Combining unstructured and machine IoT data
“Let’s start with instruments: Instrument everything. This means – as Twitter co-founder Jack Dorsey once advised – log, measure and test everything. Store everything, store all relevant data,” suggests Vakkuri. “If you install video cameras in your factory, you don’t need to collect the data of the raw image, but more so the metadata of what is in the image, timestamps, location data, etc.”
He would like companies to forget the notion that storing and analyzing data is expensive – they really are not nowadays. “The paradigm has changed so that infrastructure costs are down, so invest in human capital and in people who can analyze the data. But if you want to conduct a comprehensive analysis, you need to combine the data sets together which has never been done before, so be provocative and think outside the box. While you’re at it, forget the box altogether.” He adds that this also depends on how open-minded and competent your employees are, and what types of ideas they propose. “In the end, it’s all about what innovations you can get to with the data.”

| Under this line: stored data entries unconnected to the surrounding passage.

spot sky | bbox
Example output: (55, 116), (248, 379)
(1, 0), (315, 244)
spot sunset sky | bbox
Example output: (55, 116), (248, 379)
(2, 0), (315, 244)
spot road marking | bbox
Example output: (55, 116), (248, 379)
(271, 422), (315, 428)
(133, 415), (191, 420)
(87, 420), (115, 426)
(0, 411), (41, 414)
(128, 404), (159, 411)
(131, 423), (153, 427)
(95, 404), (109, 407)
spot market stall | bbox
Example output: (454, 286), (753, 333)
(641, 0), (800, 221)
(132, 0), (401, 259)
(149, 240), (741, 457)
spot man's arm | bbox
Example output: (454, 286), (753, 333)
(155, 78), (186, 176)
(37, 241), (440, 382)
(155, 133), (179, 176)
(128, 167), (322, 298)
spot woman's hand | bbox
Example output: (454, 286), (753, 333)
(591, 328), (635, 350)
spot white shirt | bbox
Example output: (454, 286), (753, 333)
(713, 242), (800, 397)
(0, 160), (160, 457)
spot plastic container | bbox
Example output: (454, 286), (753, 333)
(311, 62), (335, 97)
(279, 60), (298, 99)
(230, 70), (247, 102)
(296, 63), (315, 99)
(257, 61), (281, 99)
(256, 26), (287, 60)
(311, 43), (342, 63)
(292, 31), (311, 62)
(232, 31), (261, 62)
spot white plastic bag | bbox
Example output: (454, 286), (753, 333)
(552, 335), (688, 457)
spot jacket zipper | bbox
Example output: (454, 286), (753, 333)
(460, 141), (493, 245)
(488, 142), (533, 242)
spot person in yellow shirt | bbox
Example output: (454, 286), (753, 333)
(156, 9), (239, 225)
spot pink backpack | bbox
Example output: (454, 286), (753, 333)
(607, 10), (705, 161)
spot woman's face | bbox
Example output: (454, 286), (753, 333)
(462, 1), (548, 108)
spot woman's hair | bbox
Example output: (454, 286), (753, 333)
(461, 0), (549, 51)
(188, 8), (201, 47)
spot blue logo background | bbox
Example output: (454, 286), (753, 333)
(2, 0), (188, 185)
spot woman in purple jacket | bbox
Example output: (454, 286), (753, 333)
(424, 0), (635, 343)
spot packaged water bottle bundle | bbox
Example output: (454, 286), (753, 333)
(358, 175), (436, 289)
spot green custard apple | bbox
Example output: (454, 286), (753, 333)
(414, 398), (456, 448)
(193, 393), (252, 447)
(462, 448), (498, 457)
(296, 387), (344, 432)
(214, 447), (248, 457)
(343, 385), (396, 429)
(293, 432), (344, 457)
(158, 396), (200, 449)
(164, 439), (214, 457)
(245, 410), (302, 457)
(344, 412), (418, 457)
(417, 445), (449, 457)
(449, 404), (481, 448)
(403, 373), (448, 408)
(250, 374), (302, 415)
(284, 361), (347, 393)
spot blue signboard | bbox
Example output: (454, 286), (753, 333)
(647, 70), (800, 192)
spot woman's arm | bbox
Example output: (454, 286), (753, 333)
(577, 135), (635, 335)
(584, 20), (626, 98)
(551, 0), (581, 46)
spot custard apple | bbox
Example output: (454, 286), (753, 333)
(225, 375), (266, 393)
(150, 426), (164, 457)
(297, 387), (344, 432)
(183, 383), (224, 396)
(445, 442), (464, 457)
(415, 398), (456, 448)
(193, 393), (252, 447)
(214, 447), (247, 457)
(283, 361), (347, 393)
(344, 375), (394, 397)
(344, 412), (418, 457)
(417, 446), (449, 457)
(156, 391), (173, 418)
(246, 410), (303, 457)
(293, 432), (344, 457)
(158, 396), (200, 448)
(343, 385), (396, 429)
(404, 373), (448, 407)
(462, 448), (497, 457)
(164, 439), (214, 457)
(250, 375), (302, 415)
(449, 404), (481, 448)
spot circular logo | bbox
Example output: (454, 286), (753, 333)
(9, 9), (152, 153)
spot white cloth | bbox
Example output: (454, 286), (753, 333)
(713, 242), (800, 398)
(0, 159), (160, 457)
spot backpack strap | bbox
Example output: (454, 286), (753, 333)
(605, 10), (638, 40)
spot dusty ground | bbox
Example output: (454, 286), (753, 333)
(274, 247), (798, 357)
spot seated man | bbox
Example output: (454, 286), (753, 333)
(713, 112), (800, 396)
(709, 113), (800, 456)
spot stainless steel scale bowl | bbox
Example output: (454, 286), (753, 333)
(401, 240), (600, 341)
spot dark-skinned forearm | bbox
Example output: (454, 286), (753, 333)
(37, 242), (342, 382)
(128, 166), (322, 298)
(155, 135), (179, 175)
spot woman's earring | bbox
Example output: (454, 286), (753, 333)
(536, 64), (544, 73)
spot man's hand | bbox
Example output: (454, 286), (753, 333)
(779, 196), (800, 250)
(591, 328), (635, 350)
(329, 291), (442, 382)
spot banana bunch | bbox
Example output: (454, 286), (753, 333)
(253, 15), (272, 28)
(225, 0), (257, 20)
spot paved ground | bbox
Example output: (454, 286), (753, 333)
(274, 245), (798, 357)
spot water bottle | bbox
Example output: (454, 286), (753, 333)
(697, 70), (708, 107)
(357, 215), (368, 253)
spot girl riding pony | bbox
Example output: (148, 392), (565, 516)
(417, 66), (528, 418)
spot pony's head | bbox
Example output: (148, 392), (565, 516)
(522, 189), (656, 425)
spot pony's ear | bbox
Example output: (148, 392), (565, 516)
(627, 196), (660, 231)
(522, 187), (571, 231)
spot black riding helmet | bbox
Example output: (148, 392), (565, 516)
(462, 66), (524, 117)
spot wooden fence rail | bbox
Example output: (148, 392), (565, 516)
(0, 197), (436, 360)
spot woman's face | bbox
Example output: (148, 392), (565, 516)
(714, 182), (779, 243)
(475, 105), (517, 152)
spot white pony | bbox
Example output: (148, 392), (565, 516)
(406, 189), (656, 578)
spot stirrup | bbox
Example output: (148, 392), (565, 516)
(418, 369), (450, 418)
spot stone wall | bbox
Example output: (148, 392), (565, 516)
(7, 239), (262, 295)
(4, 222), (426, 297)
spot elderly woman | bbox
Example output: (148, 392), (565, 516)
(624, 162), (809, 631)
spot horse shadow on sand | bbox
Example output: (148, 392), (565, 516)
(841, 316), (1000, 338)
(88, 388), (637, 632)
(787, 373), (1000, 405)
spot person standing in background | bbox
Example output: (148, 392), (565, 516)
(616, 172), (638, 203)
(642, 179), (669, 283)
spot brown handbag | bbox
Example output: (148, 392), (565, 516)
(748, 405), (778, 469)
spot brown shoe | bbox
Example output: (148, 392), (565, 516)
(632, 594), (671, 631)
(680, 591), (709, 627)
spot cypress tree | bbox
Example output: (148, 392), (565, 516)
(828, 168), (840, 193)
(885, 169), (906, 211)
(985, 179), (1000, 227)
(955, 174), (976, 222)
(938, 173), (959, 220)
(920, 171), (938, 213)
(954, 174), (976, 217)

On Big Data and machine to machine implementation
As far as Big Data and machine-to-machine (M2M) implementation are concerned, Vakkuri has this to share with manufacturers. “M2M communication needs to be more standardized. This also means using the right tools for the right purposes. How do you know what’s right? Only by building proof of concepts and then testing,” he explains.
Vakkuri likewise recommends establishing a partnership involving the research side – such as universities and similar institutions – within the ecosystem. “Carrying out a research collaboration usually means that your costs will be lower when developing something new and quite often new innovations come from the applied research side.”
Last, data quality and information security are two other points Vakkuri would like to underline when it comes to M2M communication. “Information security needs will be more complex. The more machines and data are connected, the more challenges will arise in terms of information security.”
Matti Vakkuri works as Head of Technology, Internet of Things at Tieto.